Disparition

Publié le 10.11.2014

« Je pourrais partir soudainement, du jour au lendemain, et tu ne me reverrai jamais. » Je ne sais plus pour quelle raison exactement je lui avais donné cet avertissement. Peut-être par désir d’être sincère, mais je crains qu’il s’agissait surtout de lui faire peur ou, plus bêtement encore, de l’impressionner. Six mois après, elle partit un soir vers un dîner mondain, me promettant de rentrer tôt - et ne revint jamais.

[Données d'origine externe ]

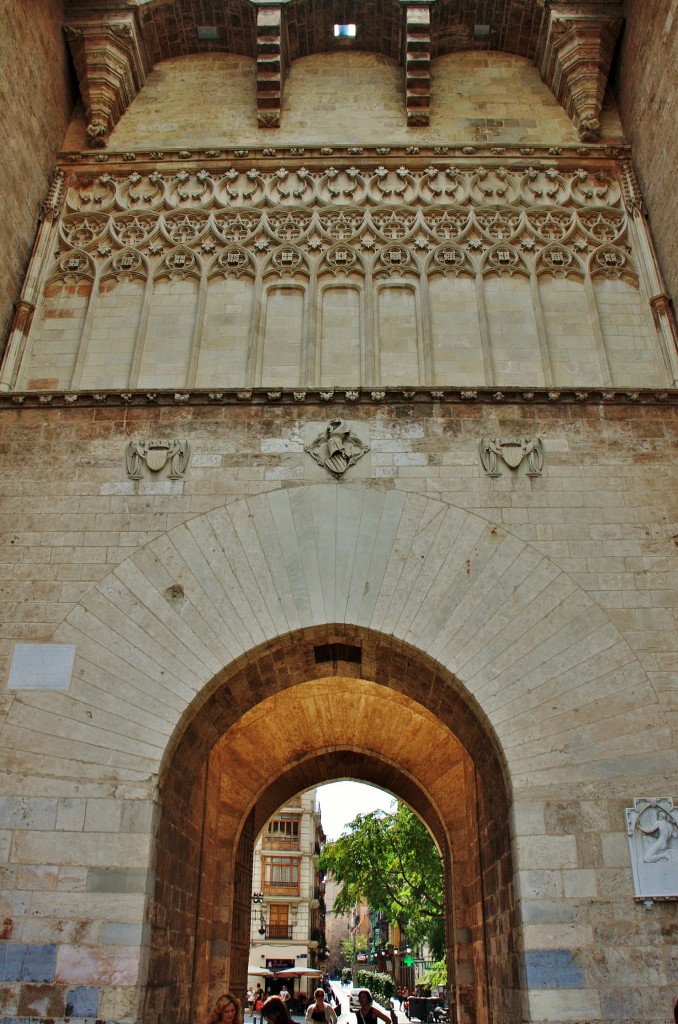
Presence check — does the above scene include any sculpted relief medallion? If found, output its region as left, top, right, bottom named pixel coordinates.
left=304, top=420, right=370, bottom=479
left=125, top=438, right=190, bottom=480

Dès le lendemain de sa disparition, je laissais tomber toutes mes affaires en cours et jetais mon agenda par la fenêtre. Je crus d’abord à un kidnapping, à un crime, et je n’osais plus ouvrir un journal, persuadé que j’y trouverais le récit de sa mort. Mais je harcelais tout un réseau de policier, de cardinaux, de détectives. Aucune de ces forces ne parvint à trouver le moindre indice et il ne leur fallut que quelques semaines pour m’abandonner à leur tour. Je me retrouvais seul à la chercher.

Mes associés du moment essayèrent vainement de me faire entendre raison. Trois fois, ils me firent venir dans leur troquet favori, sous les palmiers, prendre un cocktail en leur compagnie, jouer de leurs voix pour m’assurer qu’il fallait que je me ressaisisse. Au bout d’un moment, je décidai de ne plus leur répondre, je me levai et m’en allai. Depuis, je crois qu’ils ont fait fortune.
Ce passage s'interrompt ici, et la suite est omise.